Hola a todos, pues sin mas ni mas, lo que les quiero preguntar es si alguno de ustedes me puede ayudar con algún método para poder leer los datos que entran a la tarjeta de sonido por medio del microfono. los datos los quiero procesar en C, Java o Visual, para posteriormente realizar operacion de la ec. de mariposa de la transformadorrmada rápida de fourier en cualquiera de esos lenguajes.

Mas concretamente. ¿que libreria o herramienta (según el lenguaje) tengo que llamar para poder tomar los datos de la tarjeta de sonido?. 

Espero me puedan ayudar.


----------



## MaMu (Sep 29, 2005)

Usando una interrupcion podes controlar todo para su posterior procesamiento por software, independientemente del lenguaje.


----------



## Marcelo (Sep 29, 2005)

A mi esto me parece más algo relacionado a software que a hardware pero otra forma con la que podrías utilizar tu tarjeta de sonido para captura bien sea por micrófono o por entrada auxiliar, es buscar cual es la librería que la maneja es decir, su driver.

Usando la forma difícil o el camino largo, deberás investigar como declarar las funciones que debes utilizar para leer la entrada del micrófono, guardar el sonido capturado en un binario y luego procesar la data como quieras.

La DLL que contiene la librería depende de la tarjeta que tengas. Estos drivers también pueden venir con la extensión .DRV 

Otra forma que creo es la más directa y más comunmente usada, es recurrir a las API de Windows, que prácticamente tienen todos las funciones necesarias para hacer casi cualquier cosa con el sistema operativo. 
Lo más fácil es usar un control multimedia ya hecho, llamado desde tu programa para capturar el audio y luego hacer pasar el archivo capturado  por tus filtros para poder graficarlo. Como interpretar los datos del archivo es otra cosa....  

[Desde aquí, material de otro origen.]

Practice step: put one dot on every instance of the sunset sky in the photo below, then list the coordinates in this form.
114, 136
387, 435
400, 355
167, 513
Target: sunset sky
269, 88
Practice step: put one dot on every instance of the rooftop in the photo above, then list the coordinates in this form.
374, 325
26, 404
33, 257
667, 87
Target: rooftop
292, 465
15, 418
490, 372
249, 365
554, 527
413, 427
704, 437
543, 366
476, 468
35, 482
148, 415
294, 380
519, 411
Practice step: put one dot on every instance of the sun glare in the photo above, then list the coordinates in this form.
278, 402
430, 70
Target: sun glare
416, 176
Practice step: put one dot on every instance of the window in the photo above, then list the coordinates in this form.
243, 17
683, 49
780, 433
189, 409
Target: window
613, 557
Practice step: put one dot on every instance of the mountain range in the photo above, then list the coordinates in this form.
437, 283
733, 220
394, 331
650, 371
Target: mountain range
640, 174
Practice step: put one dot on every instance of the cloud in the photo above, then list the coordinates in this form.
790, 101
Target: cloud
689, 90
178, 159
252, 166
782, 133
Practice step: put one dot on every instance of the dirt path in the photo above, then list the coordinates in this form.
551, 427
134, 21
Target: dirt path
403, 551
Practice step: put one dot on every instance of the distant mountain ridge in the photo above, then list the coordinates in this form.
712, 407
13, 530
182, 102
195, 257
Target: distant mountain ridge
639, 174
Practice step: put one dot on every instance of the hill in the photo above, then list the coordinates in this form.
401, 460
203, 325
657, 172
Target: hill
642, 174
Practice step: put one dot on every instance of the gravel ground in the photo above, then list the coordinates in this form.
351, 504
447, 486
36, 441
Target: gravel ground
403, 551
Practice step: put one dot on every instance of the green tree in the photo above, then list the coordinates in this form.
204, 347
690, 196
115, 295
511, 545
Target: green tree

Fíjate en este link donde verás un ejemplo:

http://msdn.microsoft.com/library/d...irectshow/htm/creatinganaudiocapturegraph.asp

Nota: Al hablar de filtros no me refiero a los electrónicos sino a los de software.

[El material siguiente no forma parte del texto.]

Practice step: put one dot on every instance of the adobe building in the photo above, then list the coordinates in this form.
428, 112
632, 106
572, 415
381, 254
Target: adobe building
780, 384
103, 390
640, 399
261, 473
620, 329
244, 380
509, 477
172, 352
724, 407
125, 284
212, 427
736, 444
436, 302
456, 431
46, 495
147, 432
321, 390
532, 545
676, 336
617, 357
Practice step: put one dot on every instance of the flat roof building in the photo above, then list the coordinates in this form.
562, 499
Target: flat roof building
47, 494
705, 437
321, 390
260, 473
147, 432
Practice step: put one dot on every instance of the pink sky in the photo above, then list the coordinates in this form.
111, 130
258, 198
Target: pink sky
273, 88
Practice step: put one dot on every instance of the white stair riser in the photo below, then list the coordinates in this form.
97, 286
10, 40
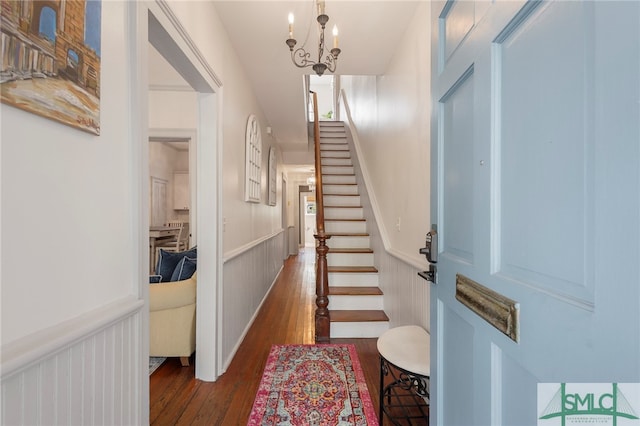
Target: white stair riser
349, 226
342, 200
338, 170
368, 302
345, 330
340, 189
350, 259
343, 213
332, 143
336, 161
339, 179
334, 148
351, 279
348, 242
327, 153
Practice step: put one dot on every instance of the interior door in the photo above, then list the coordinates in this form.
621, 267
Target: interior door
158, 201
536, 197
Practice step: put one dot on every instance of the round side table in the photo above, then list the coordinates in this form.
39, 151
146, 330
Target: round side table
404, 355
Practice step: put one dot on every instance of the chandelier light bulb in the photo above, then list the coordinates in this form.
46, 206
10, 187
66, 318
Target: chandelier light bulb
290, 25
327, 59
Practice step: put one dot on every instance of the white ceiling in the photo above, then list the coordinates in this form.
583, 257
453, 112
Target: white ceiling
369, 35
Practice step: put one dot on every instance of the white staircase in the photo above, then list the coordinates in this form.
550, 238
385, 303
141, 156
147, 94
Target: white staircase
355, 300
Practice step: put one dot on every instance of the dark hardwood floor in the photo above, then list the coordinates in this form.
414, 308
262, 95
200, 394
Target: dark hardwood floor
286, 317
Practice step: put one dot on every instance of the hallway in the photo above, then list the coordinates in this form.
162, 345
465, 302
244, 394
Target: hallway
286, 317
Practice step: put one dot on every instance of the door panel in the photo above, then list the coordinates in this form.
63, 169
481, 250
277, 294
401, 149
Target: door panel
543, 178
536, 195
456, 109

Conoces Java? (no Javascripts), entonces mira este:
http://www.developer.com/java/other/print.php/2105421

y aquí tienes una librería C++ freeware y con código fuente para manipular RIFF o Wav.:
http://website.lineone.net/~s.brandwood/wavef/wavef.html


Saludos,
Marcelo.[/url]


----------



## tlakaled (Oct 9, 2005)

gracias, espero funcione.

Pero alguien puede darme un ejemplo de codigo fuente, la bronca es que no soy muy ducho en C  ops: 

Y de aqui en adelante pasaré el post a la parte de software.


----------